Teaching Computers How to Forget

I've written about the death of ephemeral conversation, the rise of wholesale surveillance, and the electronic audit trail that now follows us through life. Viktor Mayer-Schönberger, a professor in Harvard's JFK School of Government, has noticed this too, and believes that computers need to forget.

Why would we want our machines to "forget"? Mayer-Schönberger suggests that we are creating a Benthamist panopticon by archiving so many bits of knowledge for so long. The accumulated weight of stored Google searches, thousands of family photographs, millions of books, credit bureau information, air travel reservations, massive government databases, archived e-mail, etc., can actually be a detriment to speech and action, he argues.

"If whatever we do can be held against us years later, if all our impulsive comments are preserved, they can easily be combined into a composite picture of ourselves," he writes in the paper. "Afraid how our words and actions may be perceived years later and taken out of context, the lack of forgetting may prompt us to speak less freely and openly."

In other words, it threatens to make us all politicians.

In contrast to omnibus data protection legislation, Mayer-Schönberger proposes a combination of law and software to ensure that most data is "forgotten" by default. A law would decree that "those who create software that collects and stores data build into their code not only the ability to forget with time, but make such forgetting the default." Essentially, this means that all collected data is tagged with a new piece of metadata that defines when the information should expire.

In practice, this would mean that iTunes could only store buying data for a limited time, a time defined by law. Should customers explicitly want this time extended, that would be fine, but people must be given a choice. Even data created by users--digital pictures, for example--would be tagged by the cameras that create them to expire in a year or two; pictures that people want to keep could simply be given a date 10,000 years in the future.

Frank Pasquale also comments on the legal implications implicit in this issue. And Paul Ohm wrote a note titled "The Fourth Amendment Right to Delete":

For years the police have entered homes and offices, hauled away filing cabinets full of records, and searched them back at the police station for evidence. In Fourth Amendment terms, these actions are entry, seizure, and search, respectively, and usually require the police to obtain a warrant. Modern-day police can avoid some of these messy steps with the help of technology: They have tools that duplicate stored records and collect evidence of behavior, all from a distance and without the need for physical entry. These tools generate huge amounts of data that may be searched immediately or stored indefinitely for later analysis. Meanwhile, it is unclear whether the Fourth Amendment’s restrictions apply to these technologies: Are the acts of duplication and collection themselves seizure? Before the data are analyzed, has a search occurred?

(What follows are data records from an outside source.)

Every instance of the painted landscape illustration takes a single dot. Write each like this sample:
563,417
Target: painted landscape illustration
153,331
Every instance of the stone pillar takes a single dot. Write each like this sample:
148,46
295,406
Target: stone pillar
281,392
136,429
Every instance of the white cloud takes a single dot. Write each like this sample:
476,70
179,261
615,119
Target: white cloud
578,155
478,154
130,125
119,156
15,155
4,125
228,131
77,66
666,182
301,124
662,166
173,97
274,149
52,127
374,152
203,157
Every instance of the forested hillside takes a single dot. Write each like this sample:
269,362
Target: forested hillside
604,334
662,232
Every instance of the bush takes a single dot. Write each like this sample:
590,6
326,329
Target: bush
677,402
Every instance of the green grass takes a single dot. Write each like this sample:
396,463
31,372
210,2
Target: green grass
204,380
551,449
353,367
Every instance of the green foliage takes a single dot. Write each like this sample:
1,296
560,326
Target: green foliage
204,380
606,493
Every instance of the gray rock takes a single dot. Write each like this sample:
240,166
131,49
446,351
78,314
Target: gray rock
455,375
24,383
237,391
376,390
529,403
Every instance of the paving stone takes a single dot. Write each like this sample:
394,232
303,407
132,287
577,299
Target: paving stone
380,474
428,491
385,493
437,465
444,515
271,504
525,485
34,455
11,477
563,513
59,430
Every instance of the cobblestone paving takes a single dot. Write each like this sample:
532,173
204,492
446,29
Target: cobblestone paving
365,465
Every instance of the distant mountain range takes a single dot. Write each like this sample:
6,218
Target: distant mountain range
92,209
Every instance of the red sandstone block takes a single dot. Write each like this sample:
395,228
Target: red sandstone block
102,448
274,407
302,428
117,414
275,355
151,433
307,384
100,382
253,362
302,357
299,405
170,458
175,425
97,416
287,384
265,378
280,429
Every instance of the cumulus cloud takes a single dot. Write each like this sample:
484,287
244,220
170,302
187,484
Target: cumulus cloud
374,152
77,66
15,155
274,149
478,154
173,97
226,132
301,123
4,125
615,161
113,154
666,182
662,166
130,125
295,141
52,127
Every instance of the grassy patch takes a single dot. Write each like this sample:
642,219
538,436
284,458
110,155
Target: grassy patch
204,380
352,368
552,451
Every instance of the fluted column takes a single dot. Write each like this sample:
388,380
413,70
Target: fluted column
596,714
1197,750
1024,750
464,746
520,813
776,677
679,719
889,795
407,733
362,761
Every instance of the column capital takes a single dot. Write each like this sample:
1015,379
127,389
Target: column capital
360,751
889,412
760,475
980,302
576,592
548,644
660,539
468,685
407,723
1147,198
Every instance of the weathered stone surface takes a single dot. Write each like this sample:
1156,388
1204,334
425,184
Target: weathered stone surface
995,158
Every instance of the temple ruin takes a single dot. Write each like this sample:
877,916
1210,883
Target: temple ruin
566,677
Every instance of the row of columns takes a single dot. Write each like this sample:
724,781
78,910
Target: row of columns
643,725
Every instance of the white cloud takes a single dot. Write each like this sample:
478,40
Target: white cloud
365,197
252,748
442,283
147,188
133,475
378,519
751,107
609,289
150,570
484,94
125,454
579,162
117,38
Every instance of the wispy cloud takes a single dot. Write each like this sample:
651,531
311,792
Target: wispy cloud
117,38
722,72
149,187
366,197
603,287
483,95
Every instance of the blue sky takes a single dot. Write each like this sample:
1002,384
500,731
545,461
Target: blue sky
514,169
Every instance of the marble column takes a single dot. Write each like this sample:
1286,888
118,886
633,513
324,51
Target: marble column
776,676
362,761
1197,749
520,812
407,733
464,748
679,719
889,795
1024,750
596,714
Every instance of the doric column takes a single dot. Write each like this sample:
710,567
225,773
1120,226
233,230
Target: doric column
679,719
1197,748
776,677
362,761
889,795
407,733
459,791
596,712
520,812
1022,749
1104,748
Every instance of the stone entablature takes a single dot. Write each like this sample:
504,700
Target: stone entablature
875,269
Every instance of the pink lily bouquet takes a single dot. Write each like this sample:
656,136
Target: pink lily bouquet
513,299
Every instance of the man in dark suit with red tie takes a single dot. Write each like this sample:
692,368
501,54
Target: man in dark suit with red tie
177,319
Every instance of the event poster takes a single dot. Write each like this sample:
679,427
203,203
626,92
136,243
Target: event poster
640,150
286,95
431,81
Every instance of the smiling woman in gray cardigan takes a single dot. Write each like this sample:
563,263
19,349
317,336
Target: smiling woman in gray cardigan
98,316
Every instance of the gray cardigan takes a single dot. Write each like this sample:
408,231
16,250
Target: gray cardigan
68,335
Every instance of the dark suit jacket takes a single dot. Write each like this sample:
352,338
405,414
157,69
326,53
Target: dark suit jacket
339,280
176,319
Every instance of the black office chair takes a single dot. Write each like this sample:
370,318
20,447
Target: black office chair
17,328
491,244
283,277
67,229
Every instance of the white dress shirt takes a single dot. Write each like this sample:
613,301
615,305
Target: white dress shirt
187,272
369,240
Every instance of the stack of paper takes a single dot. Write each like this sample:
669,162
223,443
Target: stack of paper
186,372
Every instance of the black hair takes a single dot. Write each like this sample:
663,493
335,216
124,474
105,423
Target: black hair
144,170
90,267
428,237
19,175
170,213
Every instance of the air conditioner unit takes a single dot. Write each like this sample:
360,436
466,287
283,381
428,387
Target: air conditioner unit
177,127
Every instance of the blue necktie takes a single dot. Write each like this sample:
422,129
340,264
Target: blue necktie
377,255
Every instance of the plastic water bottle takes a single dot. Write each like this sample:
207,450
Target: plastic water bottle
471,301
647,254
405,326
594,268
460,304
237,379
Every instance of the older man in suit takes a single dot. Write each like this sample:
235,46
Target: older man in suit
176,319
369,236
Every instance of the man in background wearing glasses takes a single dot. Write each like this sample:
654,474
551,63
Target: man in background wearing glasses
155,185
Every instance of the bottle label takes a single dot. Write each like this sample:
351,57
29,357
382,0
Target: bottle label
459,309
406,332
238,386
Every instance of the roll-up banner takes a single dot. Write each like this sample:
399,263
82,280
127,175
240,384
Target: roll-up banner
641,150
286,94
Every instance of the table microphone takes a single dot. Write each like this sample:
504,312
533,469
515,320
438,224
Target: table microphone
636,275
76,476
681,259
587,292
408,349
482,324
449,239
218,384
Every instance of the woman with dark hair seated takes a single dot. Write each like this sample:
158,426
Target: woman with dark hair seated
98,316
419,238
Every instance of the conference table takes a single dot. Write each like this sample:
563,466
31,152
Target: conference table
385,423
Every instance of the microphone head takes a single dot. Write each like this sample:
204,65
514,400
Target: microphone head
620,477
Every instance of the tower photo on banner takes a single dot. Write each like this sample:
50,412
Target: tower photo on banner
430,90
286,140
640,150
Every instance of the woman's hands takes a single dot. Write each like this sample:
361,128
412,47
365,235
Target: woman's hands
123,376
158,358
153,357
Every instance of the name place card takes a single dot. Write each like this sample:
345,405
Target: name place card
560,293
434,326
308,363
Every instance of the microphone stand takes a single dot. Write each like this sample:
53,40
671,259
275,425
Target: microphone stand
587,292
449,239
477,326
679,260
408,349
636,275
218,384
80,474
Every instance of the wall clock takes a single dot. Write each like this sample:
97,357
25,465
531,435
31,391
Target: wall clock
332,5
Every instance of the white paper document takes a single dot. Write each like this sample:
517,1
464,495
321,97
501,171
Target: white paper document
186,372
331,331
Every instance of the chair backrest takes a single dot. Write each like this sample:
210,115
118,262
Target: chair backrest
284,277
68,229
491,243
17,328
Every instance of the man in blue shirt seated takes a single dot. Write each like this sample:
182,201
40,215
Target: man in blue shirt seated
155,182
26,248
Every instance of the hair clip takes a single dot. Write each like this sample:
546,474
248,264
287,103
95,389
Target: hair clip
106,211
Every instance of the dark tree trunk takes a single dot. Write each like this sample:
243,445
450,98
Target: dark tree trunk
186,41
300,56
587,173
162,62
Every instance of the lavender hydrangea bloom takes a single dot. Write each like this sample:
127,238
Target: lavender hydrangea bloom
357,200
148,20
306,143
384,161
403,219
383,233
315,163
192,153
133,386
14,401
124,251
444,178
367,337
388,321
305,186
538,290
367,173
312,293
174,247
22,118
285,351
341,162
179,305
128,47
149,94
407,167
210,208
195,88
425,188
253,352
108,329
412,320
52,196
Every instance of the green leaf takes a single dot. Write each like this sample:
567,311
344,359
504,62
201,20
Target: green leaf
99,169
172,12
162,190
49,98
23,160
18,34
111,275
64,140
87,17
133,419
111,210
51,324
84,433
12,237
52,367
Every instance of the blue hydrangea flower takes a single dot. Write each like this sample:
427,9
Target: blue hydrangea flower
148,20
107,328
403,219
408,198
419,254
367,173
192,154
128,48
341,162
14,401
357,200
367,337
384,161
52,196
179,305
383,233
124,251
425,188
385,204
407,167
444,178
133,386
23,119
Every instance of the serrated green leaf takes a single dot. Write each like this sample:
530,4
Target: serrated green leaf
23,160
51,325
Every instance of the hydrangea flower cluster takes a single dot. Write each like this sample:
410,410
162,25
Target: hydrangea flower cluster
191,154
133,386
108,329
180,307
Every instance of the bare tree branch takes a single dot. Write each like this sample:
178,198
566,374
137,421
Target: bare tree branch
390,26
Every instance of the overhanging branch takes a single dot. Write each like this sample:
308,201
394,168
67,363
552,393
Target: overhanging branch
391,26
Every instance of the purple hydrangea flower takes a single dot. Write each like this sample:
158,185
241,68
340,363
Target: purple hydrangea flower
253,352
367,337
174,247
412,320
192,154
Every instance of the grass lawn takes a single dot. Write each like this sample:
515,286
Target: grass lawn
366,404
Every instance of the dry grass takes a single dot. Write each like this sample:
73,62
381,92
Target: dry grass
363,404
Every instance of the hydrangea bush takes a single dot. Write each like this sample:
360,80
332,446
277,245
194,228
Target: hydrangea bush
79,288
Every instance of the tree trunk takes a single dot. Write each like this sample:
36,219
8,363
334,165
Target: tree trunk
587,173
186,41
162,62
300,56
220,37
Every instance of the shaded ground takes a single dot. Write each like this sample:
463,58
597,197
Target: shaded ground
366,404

EDITED TO ADD (6/14): Interesting presentation earlier this year by Dr. Radia Perlman that represents some work toward this problem. And a counterpoint.

Posted on May 16, 2007 at 6:19 AM • 33 Comments

Comments

kybMay 16, 2007 7:09 AM

Personal data should belong to the individual that it's about, not to whatever organisation has compiled it.

People want to be able to store everything about themselves, but it should be theirs to determine what parts of it get shared with who.

This is one reason OpenId is good, it lets the user take complete control of authentication, and share that appropriately.

DwangoMay 16, 2007 7:15 AM

If copyright law can stipulate that I may not copy information even though doing so does not actually deprive the copyright owner of anything tangible (i.e., even though it's not theft), then certainly, copying or acquisition of data by the police should be treated as a seizure as well: either copying is a significant act, or it is not.

That being said, I'm not convinced that this is *always* a good idea. In the example of cameras, for example, would the author also say that "traditional" photos taken on film should be required to self-destruct after a year or two? Of course not. I can understand and agree that when someone uploads digital photos to a service such as Flickr, they should get an expiry date unless the user says otherwise, but the camera itself should not enforce this.

Toby StevensMay 16, 2007 7:18 AM

"If whatever we do can be held against us years later... the lack of forgetting may prompt us to speak less freely and openly."

This is possibly the most persuasive argument I've yet heard against that old lie "if you have nothing to hide, then you have nothing to fear". After all, who wants to end up as a politician?

clive RobinsonMay 16, 2007 7:47 AM

Once upon a time the law required you to keep certain information for atleast seven years.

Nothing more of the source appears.